The Entertainment Software Association noted Scalia's sudden passing, of natural causes in Texas, with the following statement:

The Entertainment Software Association joins those who salute the service and mourn the loss of Justice Scalia. In 2011, when our industry defended the rights of creators and consumers of video games before the U.S. Supreme Court, it was Justice Scalia who authored the historic majority opinion. He declared, with no ambiguity, that video games, like books, movies and other forms of expression, are deserving of First Amendment protections. It was a momentous day for our industry and those who love the entertainment we create and we are indebted to Justice Scalia for so eloquently defending the rights of creators and consumer everywhere.

The case the ESA mentions was Brown vs. Entertainment Merchants Association, in which California had passed a law in 2005 that imposed criminal penalties on those who sold violent video games to minor children. The state also placed other conditions and restrictions on the sale of video games it considered dangerously violent.
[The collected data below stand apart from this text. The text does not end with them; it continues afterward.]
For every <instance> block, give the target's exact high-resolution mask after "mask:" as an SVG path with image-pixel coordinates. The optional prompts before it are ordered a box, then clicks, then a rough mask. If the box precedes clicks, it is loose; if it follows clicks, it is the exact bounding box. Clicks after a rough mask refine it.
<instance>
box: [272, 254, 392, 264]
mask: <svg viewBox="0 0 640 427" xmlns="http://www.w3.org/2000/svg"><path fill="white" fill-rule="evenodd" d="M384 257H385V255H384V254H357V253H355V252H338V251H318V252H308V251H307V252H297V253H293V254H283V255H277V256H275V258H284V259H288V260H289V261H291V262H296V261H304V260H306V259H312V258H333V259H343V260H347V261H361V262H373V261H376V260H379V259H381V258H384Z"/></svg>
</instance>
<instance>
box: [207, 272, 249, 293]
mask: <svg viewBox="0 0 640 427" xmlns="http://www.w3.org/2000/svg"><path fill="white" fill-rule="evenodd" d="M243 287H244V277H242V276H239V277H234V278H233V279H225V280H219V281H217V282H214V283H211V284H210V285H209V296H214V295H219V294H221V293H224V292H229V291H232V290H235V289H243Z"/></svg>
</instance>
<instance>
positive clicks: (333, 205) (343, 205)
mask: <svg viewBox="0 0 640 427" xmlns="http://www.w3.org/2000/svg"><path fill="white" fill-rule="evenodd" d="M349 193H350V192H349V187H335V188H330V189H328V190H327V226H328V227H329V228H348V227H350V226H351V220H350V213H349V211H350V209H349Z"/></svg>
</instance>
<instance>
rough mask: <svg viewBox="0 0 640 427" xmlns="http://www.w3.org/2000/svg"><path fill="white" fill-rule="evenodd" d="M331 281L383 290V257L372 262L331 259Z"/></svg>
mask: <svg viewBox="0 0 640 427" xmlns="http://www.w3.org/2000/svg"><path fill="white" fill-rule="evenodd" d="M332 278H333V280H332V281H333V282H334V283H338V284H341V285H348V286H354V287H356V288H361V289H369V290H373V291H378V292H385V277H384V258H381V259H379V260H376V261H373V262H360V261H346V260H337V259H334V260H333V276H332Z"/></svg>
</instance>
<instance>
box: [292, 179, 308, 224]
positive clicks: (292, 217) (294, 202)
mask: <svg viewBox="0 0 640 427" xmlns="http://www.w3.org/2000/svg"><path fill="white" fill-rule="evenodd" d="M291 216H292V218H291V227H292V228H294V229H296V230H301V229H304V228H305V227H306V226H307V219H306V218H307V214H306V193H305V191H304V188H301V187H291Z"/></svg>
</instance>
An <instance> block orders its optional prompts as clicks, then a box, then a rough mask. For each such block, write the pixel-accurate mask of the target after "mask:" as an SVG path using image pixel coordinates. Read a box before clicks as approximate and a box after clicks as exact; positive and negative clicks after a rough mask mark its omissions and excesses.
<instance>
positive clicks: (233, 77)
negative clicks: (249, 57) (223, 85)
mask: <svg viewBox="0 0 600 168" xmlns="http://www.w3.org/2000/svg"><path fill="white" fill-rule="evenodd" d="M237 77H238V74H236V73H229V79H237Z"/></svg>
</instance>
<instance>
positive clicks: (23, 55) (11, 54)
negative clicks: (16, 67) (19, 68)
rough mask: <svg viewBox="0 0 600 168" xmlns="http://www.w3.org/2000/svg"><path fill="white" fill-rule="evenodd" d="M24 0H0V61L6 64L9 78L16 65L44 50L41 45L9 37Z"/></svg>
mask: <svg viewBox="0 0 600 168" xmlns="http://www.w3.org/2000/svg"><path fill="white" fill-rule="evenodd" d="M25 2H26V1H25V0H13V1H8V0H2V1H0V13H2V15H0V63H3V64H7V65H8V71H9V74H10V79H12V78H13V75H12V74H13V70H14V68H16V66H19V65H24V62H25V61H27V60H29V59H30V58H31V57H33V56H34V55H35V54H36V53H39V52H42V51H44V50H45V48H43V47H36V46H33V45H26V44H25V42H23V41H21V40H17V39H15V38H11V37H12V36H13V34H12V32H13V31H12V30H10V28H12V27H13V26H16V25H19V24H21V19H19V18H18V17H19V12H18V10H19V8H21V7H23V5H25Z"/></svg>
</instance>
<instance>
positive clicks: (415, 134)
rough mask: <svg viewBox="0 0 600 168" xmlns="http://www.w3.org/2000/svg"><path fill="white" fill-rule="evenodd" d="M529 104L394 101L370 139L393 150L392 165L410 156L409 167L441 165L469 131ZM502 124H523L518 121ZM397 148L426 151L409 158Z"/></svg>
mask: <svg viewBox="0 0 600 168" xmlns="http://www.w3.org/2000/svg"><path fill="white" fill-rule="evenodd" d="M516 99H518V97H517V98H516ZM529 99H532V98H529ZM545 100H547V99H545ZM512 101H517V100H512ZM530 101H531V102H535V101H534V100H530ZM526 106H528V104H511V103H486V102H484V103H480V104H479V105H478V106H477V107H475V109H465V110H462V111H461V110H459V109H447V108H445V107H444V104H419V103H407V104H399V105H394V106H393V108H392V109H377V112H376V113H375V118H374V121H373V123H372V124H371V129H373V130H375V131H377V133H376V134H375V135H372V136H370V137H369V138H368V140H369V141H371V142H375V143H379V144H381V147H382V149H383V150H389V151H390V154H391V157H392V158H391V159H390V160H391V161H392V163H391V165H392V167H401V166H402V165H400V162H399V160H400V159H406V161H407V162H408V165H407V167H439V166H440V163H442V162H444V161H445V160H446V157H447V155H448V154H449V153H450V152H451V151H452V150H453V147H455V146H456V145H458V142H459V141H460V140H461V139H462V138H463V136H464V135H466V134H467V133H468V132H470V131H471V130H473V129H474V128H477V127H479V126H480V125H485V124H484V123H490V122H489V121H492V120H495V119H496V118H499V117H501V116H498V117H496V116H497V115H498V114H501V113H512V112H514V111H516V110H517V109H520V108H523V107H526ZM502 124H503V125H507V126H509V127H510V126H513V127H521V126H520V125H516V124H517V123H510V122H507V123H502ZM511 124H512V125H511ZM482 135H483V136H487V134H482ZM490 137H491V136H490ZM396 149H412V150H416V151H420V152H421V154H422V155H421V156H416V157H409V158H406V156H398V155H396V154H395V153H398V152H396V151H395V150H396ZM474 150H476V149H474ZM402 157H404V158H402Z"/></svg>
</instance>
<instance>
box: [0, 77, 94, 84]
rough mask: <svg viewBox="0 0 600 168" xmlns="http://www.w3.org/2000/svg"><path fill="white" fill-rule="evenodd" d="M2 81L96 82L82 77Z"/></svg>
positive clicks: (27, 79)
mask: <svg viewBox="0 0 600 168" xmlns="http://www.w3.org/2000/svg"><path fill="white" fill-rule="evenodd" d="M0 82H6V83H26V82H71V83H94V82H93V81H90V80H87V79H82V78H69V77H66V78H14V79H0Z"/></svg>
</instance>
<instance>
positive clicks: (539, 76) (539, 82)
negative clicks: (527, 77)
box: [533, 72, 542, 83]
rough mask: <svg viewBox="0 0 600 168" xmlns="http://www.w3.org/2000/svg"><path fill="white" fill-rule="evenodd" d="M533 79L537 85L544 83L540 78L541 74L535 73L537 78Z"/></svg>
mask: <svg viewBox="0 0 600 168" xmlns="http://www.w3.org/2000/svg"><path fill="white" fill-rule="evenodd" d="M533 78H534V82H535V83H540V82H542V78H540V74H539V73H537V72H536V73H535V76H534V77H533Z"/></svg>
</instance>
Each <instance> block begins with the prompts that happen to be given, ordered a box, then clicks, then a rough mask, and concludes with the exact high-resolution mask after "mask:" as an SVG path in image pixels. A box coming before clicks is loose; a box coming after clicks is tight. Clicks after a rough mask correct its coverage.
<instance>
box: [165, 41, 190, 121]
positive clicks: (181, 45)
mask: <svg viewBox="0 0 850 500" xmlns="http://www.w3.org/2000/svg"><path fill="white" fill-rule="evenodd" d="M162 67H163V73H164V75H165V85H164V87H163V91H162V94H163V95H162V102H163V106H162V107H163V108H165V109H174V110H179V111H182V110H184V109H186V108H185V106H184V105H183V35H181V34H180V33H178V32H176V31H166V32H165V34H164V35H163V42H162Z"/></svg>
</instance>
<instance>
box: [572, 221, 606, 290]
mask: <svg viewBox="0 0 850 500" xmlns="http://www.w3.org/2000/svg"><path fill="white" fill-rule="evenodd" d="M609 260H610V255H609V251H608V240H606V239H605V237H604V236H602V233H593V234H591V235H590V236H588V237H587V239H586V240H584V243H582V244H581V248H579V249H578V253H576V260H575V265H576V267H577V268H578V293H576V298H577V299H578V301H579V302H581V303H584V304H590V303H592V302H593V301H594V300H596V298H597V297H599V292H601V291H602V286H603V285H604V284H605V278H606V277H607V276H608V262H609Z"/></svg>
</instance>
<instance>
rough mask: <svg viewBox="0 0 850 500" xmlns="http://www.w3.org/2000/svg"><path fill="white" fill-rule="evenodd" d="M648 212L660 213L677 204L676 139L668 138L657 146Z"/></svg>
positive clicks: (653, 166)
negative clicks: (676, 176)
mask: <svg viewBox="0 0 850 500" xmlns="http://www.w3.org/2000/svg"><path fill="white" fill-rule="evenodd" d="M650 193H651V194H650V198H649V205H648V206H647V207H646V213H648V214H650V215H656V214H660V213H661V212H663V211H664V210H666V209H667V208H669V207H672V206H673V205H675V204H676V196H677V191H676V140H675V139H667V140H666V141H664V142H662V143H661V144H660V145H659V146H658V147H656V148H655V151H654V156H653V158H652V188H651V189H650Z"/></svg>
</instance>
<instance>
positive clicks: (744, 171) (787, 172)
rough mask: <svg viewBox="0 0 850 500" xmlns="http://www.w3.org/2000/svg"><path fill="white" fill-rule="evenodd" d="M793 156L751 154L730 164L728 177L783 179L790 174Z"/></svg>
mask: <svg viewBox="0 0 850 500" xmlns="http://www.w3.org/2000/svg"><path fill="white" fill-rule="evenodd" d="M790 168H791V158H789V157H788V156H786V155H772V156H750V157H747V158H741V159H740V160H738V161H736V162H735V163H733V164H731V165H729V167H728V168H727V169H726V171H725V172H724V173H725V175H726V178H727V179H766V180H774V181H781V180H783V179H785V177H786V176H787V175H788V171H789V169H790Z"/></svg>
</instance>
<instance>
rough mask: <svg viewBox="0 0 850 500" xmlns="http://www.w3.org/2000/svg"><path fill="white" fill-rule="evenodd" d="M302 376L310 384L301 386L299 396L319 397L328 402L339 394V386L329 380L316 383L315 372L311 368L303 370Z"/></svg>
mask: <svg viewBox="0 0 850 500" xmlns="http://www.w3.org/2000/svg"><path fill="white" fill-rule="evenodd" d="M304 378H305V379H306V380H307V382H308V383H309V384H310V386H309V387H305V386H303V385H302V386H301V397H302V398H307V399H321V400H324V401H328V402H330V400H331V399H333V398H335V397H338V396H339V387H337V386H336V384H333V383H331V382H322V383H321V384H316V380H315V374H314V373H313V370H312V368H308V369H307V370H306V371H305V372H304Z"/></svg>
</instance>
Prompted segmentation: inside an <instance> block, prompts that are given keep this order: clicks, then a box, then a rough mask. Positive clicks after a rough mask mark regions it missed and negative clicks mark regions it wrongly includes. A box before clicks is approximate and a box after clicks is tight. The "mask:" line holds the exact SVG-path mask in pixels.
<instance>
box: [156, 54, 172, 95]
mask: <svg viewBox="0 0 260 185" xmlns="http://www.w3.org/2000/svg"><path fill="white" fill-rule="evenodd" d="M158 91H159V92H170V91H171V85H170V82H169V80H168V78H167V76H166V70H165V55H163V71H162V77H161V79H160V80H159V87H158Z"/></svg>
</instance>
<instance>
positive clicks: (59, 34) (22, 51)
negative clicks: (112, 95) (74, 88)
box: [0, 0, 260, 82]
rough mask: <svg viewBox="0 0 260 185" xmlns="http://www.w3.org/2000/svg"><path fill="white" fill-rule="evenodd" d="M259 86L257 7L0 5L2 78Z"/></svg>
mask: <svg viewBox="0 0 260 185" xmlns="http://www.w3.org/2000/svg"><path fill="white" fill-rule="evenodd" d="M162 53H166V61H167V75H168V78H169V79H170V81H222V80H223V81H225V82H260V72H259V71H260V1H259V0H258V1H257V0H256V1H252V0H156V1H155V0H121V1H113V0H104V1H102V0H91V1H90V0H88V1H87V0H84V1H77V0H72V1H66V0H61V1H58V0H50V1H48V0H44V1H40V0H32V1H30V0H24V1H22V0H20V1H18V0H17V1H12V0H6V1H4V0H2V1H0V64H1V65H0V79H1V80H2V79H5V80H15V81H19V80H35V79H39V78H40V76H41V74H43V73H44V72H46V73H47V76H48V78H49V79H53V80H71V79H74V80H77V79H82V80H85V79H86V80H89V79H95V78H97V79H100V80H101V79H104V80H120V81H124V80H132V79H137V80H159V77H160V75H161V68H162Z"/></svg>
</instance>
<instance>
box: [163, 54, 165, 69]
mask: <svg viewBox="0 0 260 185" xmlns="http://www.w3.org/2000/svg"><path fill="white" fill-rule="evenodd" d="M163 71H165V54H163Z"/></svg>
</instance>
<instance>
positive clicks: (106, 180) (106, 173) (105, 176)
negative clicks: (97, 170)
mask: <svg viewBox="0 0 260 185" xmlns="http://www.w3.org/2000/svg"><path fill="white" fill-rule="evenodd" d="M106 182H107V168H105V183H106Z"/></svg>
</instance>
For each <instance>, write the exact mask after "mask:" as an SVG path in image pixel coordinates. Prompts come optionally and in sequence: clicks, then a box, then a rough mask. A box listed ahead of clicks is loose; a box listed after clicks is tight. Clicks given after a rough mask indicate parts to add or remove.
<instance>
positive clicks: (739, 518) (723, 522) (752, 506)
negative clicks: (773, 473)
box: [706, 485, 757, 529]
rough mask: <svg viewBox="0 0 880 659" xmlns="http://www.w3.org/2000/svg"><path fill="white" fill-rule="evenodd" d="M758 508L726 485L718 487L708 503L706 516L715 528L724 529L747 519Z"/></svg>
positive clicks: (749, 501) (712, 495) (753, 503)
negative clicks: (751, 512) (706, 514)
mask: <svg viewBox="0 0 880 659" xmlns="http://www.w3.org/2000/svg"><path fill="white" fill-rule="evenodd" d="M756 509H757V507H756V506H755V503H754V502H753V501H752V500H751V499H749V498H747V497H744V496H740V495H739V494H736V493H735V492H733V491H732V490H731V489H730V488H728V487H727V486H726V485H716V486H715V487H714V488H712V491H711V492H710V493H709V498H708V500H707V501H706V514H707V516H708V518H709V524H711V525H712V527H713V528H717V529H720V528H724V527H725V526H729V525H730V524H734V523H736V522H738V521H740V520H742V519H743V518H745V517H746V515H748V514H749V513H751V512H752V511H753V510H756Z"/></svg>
California was regulating games as a product like cigarettes or liquor; Scalia, writing for the 7-2 majority, said they are expressive works like books, films and music and are accordingly entitled to protection under law and precedent respecting freedom of expression.

Scalia's opinion was a comprehensive strike against all points California argued — that video games, as an interactive medium, were somehow different; that the violence they supposedly incite is as dangerous as tobacco or alcohol to minors, is qualitatively different from the violence presented in cartoons or games rated for younger children, or even exists; and that the state had a compelling interest in regulating it as it would the sale of pornography or obscene material.

(In one of the most starkly ironic features of this saga, the California legislator who sponsored this law later pleaded guilty to corruption charges involving firearms trafficking. State Sen. Leland Yee faces up to 20 years in prison and is still awaiting sentencing.)

Longer term, though, the ruling in Brown vs. Entertainment Merchants Association is remembered by games enthusiasts and advocates as a coming-of-age moment. It's a point in time when the medium, which even a year earlier was still being subjected to contemptuous dismissals of ever being artistically meritorious, acquired the same legitimacy as plays, novels, and dance.

Scalia was unmistakably a controversial political figure, for other rulings and also his view of the United States Constitution as a mainly rigid document whose words do not change meaning over time. But in applying that principle to this case, he rendered an important defense of free expression over all, and required that this new medium be included with it.